N and I have started watching Mad Men. We have seen two episodes so far and, to be honest, we haven’t been able to get the point of the show. Yes, the 1950s in the US sucked. They sucked majorly. But you can’t really stretch this very self-evident point for 5 seasons without boring people to death.
Yes, the wife is a textbook case of the ailment described by Betty Friedan in Feminine Mystique. Yes, traditional gender roles make a profound relationship between a man and a woman completely impossible. Yes, everybody suffers as a result. Yes, thank God and feminism for laws against sexual harassment in the workplace.

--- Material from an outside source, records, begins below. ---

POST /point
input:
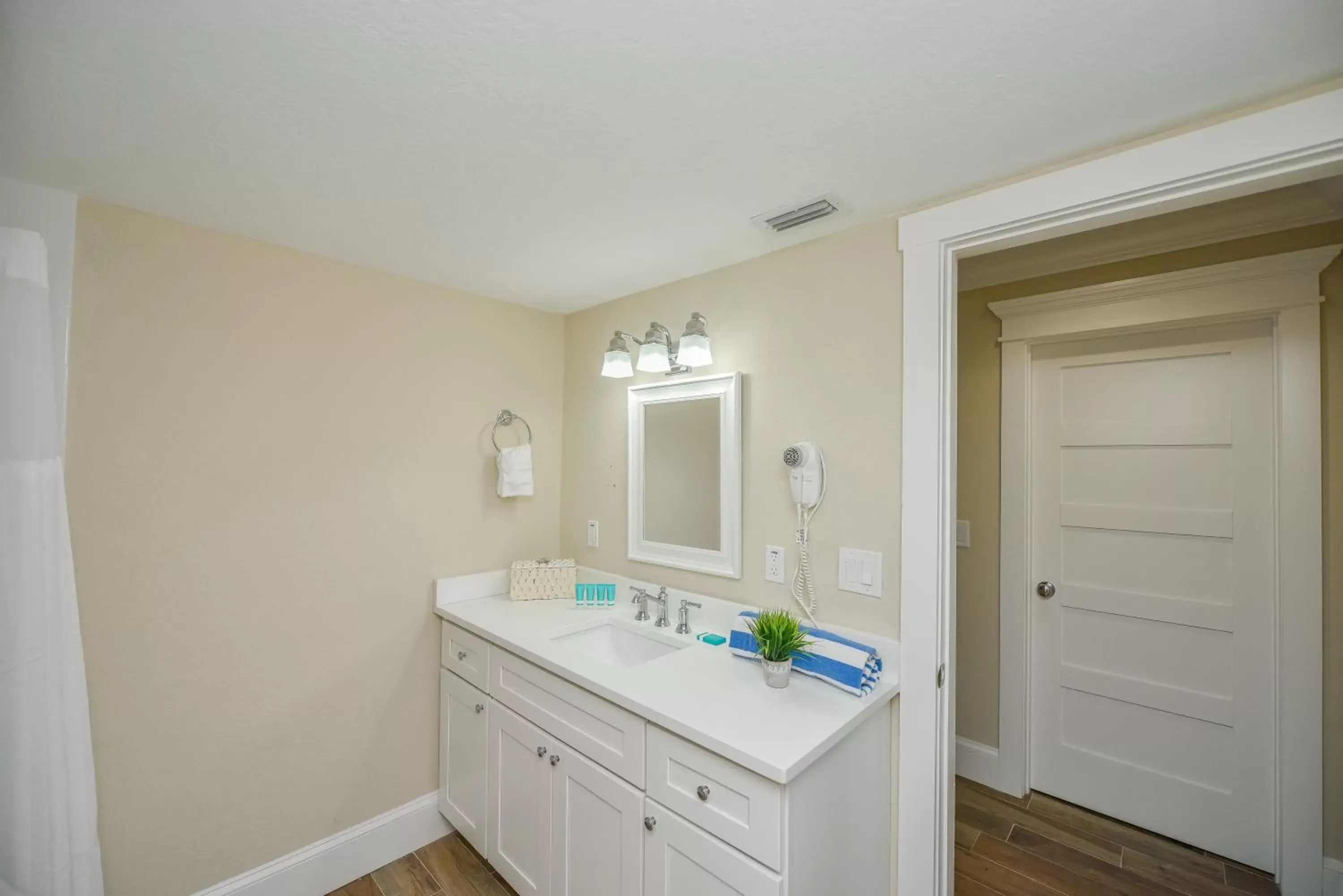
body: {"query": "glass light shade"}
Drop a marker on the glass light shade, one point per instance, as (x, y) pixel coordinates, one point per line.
(695, 351)
(653, 358)
(617, 364)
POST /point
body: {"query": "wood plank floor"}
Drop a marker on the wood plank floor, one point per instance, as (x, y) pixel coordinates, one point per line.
(1039, 845)
(448, 867)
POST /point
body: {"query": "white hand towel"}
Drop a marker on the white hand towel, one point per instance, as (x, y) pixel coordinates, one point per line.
(515, 471)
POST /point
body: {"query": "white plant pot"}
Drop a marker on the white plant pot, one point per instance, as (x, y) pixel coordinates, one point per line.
(777, 674)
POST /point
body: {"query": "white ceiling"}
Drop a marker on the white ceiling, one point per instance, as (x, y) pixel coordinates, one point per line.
(560, 154)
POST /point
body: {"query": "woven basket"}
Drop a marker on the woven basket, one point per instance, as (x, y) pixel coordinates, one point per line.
(542, 580)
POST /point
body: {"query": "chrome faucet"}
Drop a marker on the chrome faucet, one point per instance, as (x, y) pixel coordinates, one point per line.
(683, 624)
(641, 598)
(663, 608)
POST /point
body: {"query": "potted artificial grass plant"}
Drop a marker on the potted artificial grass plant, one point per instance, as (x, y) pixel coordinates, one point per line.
(779, 639)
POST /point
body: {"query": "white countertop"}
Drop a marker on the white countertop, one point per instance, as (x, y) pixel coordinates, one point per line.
(701, 692)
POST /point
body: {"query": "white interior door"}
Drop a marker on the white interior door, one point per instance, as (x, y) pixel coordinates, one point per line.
(1153, 515)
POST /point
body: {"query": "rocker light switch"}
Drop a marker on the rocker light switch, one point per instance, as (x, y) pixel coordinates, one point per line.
(860, 572)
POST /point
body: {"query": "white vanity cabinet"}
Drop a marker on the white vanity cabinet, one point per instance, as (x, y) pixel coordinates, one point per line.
(560, 824)
(683, 860)
(462, 730)
(520, 802)
(569, 794)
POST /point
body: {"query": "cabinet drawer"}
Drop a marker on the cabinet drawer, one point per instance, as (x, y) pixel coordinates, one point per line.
(716, 794)
(681, 860)
(466, 655)
(606, 734)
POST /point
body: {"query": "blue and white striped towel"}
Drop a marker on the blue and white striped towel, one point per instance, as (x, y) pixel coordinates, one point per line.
(836, 660)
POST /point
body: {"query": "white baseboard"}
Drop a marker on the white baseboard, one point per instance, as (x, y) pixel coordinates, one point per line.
(338, 860)
(1333, 878)
(977, 762)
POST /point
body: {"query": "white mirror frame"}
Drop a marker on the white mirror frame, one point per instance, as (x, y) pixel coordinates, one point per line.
(727, 559)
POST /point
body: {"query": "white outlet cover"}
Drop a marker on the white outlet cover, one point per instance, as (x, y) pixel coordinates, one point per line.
(775, 562)
(860, 572)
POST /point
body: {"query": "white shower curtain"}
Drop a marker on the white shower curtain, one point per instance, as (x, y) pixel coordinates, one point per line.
(49, 836)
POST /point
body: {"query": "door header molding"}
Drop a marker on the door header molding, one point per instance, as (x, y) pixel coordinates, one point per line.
(1217, 292)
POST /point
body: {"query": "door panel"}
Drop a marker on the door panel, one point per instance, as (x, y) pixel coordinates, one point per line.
(681, 860)
(598, 824)
(464, 759)
(520, 802)
(1153, 515)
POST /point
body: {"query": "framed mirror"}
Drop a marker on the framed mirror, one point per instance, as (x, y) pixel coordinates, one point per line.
(685, 475)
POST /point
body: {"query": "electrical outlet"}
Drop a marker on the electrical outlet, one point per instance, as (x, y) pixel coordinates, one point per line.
(774, 563)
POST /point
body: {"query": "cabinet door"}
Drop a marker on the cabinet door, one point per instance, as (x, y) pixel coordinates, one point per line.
(520, 801)
(597, 839)
(681, 860)
(462, 751)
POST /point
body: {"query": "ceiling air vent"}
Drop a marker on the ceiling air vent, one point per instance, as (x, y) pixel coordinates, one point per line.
(797, 217)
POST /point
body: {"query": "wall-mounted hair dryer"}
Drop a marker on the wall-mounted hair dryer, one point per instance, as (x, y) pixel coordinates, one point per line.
(806, 474)
(808, 479)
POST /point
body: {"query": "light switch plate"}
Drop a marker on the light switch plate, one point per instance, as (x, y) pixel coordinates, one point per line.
(860, 572)
(774, 563)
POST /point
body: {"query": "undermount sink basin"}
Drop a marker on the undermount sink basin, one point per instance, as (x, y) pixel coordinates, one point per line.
(616, 645)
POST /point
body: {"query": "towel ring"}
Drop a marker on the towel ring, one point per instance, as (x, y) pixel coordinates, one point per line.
(507, 418)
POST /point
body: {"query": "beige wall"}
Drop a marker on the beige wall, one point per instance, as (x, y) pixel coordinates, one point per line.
(270, 459)
(816, 332)
(978, 441)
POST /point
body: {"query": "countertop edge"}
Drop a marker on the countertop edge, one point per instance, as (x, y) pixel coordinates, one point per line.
(872, 704)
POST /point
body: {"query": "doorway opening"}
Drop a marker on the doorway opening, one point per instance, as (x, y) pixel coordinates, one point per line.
(1123, 411)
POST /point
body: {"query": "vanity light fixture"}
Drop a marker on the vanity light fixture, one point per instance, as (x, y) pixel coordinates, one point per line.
(659, 352)
(618, 358)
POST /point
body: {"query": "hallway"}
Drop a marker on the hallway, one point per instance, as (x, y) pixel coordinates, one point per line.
(1039, 845)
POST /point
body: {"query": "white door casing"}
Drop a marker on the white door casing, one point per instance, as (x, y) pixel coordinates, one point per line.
(597, 832)
(1151, 657)
(1284, 292)
(462, 759)
(1284, 144)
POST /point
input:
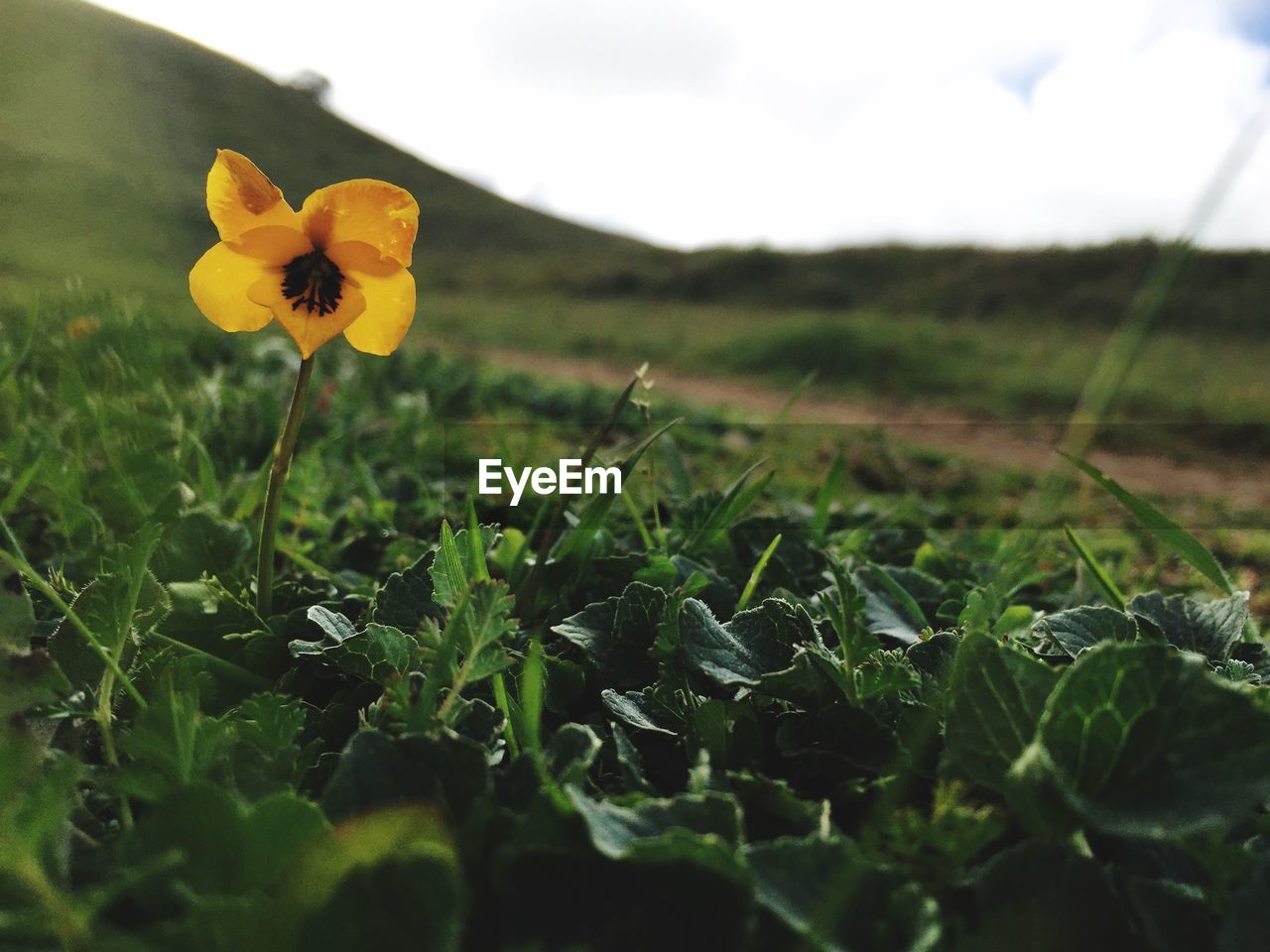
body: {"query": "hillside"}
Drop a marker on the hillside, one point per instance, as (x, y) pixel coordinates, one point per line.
(108, 127)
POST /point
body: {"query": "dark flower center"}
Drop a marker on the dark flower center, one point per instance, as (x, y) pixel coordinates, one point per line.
(313, 282)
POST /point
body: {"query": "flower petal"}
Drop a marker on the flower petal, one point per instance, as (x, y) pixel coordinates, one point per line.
(218, 284)
(363, 209)
(273, 244)
(309, 330)
(240, 197)
(389, 291)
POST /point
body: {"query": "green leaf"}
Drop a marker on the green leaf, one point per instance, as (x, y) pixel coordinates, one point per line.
(817, 678)
(225, 849)
(376, 772)
(754, 643)
(578, 542)
(1044, 898)
(27, 678)
(994, 698)
(1160, 526)
(617, 634)
(642, 710)
(893, 598)
(1141, 740)
(1209, 629)
(266, 756)
(828, 895)
(200, 543)
(472, 645)
(621, 832)
(572, 753)
(1112, 594)
(407, 602)
(828, 492)
(377, 654)
(458, 562)
(105, 604)
(1079, 629)
(173, 746)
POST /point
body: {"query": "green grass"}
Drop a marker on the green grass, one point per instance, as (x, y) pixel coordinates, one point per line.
(1184, 393)
(408, 752)
(107, 130)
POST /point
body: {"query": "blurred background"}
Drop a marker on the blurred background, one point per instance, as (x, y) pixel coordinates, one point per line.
(944, 212)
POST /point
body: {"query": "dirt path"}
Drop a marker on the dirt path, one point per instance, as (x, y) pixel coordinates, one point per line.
(1000, 444)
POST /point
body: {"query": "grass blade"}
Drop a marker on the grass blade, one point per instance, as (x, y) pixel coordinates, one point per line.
(1106, 587)
(758, 572)
(825, 499)
(1164, 529)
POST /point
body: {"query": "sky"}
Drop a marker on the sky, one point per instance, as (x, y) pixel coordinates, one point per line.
(802, 123)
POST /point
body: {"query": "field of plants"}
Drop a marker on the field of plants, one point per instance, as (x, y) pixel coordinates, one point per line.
(778, 707)
(798, 687)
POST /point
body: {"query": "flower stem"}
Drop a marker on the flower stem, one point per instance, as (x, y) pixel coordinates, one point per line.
(282, 454)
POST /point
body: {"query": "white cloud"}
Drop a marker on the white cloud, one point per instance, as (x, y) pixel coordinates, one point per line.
(803, 125)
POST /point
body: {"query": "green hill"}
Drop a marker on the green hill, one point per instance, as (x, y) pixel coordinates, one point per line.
(108, 127)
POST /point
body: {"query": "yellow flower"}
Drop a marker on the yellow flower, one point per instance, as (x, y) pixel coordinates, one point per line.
(339, 264)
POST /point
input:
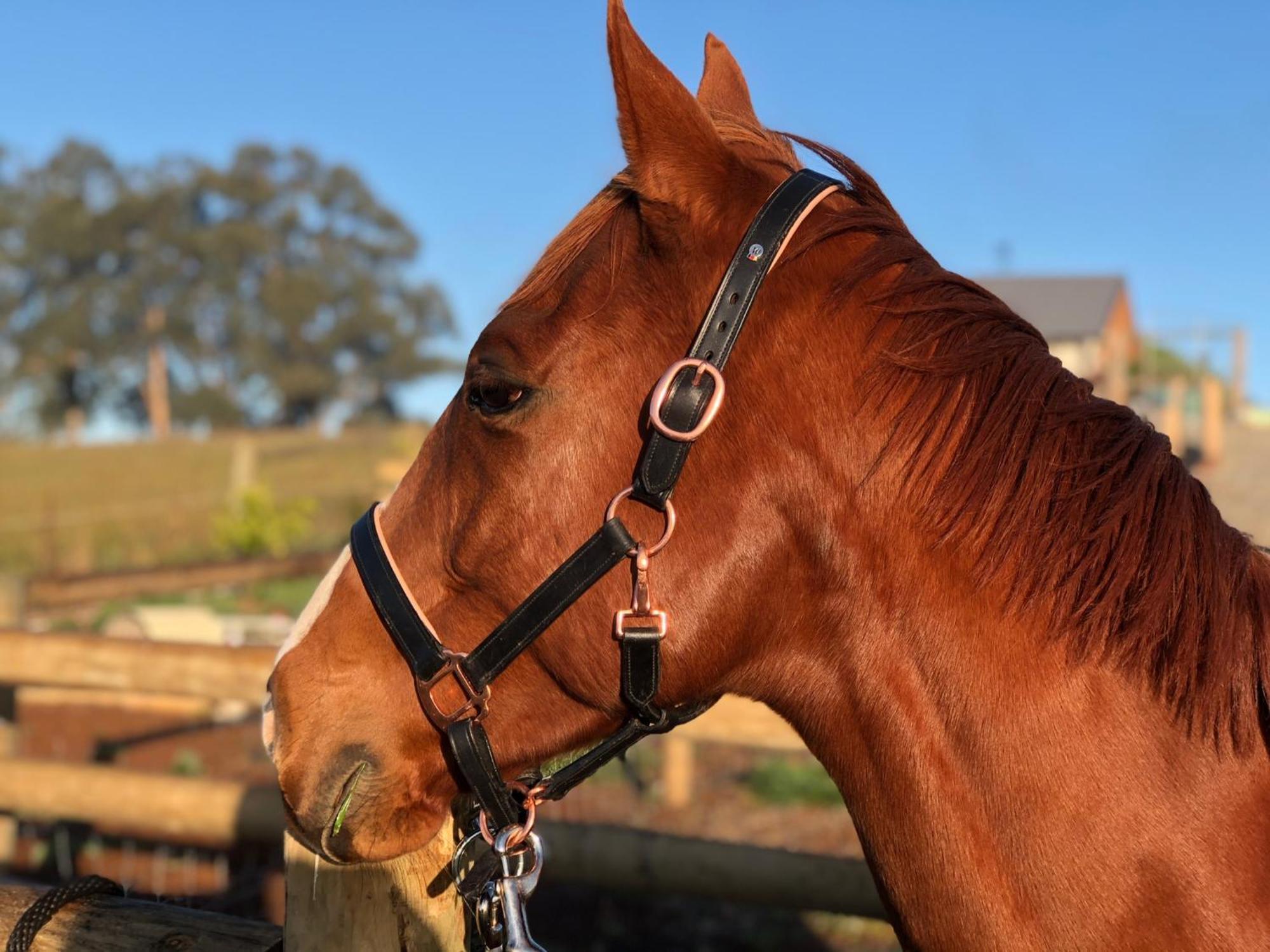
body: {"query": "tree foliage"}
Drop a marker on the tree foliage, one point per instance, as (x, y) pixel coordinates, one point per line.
(275, 286)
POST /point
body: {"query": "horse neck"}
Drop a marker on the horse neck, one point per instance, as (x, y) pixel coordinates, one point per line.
(1006, 798)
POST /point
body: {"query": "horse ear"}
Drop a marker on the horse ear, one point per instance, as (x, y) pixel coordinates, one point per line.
(723, 90)
(674, 150)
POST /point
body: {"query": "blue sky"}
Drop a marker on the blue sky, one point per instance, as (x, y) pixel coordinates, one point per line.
(1093, 137)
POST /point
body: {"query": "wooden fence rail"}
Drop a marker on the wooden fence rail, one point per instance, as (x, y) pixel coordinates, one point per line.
(50, 592)
(112, 923)
(393, 906)
(116, 664)
(205, 812)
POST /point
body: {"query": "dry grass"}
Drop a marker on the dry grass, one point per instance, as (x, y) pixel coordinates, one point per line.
(111, 507)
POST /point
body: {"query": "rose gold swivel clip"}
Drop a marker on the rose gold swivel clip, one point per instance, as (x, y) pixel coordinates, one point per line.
(641, 620)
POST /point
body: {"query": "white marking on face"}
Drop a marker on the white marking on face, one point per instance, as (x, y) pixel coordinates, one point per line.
(317, 603)
(316, 607)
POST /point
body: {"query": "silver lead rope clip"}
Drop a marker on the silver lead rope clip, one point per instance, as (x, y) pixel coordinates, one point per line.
(501, 907)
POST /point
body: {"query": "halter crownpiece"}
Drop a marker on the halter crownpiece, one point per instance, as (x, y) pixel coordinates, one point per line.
(683, 405)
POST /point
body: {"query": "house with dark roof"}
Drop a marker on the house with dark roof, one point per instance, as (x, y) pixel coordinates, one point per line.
(1086, 320)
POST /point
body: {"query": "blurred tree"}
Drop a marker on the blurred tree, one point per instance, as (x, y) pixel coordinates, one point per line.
(261, 292)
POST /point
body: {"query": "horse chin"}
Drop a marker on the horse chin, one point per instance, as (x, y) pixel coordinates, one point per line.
(382, 837)
(359, 814)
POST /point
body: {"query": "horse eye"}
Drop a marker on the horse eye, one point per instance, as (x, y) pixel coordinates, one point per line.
(493, 396)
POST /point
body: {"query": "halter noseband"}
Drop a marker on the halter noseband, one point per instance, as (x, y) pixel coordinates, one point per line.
(681, 408)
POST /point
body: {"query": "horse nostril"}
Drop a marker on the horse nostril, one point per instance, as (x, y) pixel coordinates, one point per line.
(269, 728)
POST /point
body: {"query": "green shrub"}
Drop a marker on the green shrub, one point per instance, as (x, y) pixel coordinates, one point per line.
(258, 525)
(783, 781)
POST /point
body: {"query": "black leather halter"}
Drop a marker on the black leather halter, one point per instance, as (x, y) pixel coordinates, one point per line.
(683, 405)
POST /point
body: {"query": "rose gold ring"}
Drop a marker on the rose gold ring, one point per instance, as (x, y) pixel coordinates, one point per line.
(669, 514)
(664, 387)
(521, 829)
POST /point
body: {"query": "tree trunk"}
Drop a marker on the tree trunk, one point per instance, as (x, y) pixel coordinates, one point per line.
(158, 405)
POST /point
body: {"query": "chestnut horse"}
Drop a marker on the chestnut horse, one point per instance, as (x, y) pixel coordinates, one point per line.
(1001, 613)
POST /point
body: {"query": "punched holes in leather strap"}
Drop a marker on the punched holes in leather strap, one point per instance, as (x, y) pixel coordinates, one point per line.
(662, 459)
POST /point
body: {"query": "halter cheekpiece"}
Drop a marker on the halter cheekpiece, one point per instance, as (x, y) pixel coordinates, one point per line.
(683, 405)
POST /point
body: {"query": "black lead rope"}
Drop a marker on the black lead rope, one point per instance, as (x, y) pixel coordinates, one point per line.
(683, 406)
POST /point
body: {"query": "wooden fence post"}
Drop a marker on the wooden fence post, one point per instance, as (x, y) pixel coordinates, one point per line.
(12, 610)
(404, 906)
(678, 757)
(1173, 420)
(1213, 432)
(1239, 370)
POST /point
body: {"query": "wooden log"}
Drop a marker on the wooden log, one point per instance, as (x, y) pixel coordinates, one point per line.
(623, 860)
(90, 662)
(408, 904)
(120, 925)
(191, 810)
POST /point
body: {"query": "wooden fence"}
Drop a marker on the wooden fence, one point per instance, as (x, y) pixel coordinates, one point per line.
(396, 906)
(48, 593)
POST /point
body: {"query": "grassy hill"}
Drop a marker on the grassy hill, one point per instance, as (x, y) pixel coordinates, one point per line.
(109, 507)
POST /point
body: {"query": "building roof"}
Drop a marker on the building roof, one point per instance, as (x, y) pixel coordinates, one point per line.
(1062, 309)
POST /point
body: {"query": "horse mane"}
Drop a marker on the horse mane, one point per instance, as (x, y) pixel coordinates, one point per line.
(1070, 504)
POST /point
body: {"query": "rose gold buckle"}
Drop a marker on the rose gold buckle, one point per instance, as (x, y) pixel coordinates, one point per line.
(664, 387)
(641, 621)
(639, 625)
(474, 705)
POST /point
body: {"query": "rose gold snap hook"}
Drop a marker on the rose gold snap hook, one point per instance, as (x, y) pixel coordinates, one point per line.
(667, 531)
(664, 387)
(521, 829)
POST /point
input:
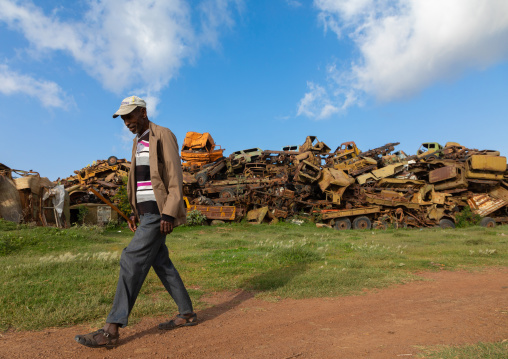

I have a feeling that the goal of all this bashing of the 1950s is to experience a self-congratulatory sense of how much better, more enlightened and happier we are today than those poor schmucks of our parents’ / grandparents’ generations. This is the same tendency towards escapism that I’m seeing in the obsession with zombies and vampires.
The show brings to mind all of those instances when Oprah would show horrible things that happen to women in the Congo or Darfur and say, “Aren’t we, American gals, incredibly lucky to have our equal rights?” The message behind this was that the status quo was perfect and anybody who criticized it was not appreciative of the suffering of rape victims in Darfur.
Of course, it’s good that the two most popular shows of the recent years (Breaking Bad and Mad Men) have such an intensely feminist message. I’d just rather it was delivered in a less schematic and more nuanced way.
The intricacies of the ad business could save Mad Men and make it interesting but the problem here is that the nature of advertisement makes an ad campaign very dated within a couple of years. Several decades later, what might have been a genius advertising move at the time it was made sounds nothing short of weird. The two ad slogans that the protagonist comes up with in the first two episodes (“It’s toasted!” for cigarettes and “Women would do anything to get closer!” for men’s deodorant) made zero sense to me today. In comparison, the ad campaigns created by the protagonist of Queer as Folk are absolute genius.
If we continue watching, it will be solely because of the dresses. The dresses are beautiful. They are 100% my style, and I would wear them every day if they weren’t out of fashion. Beautiful, beautiful dresses.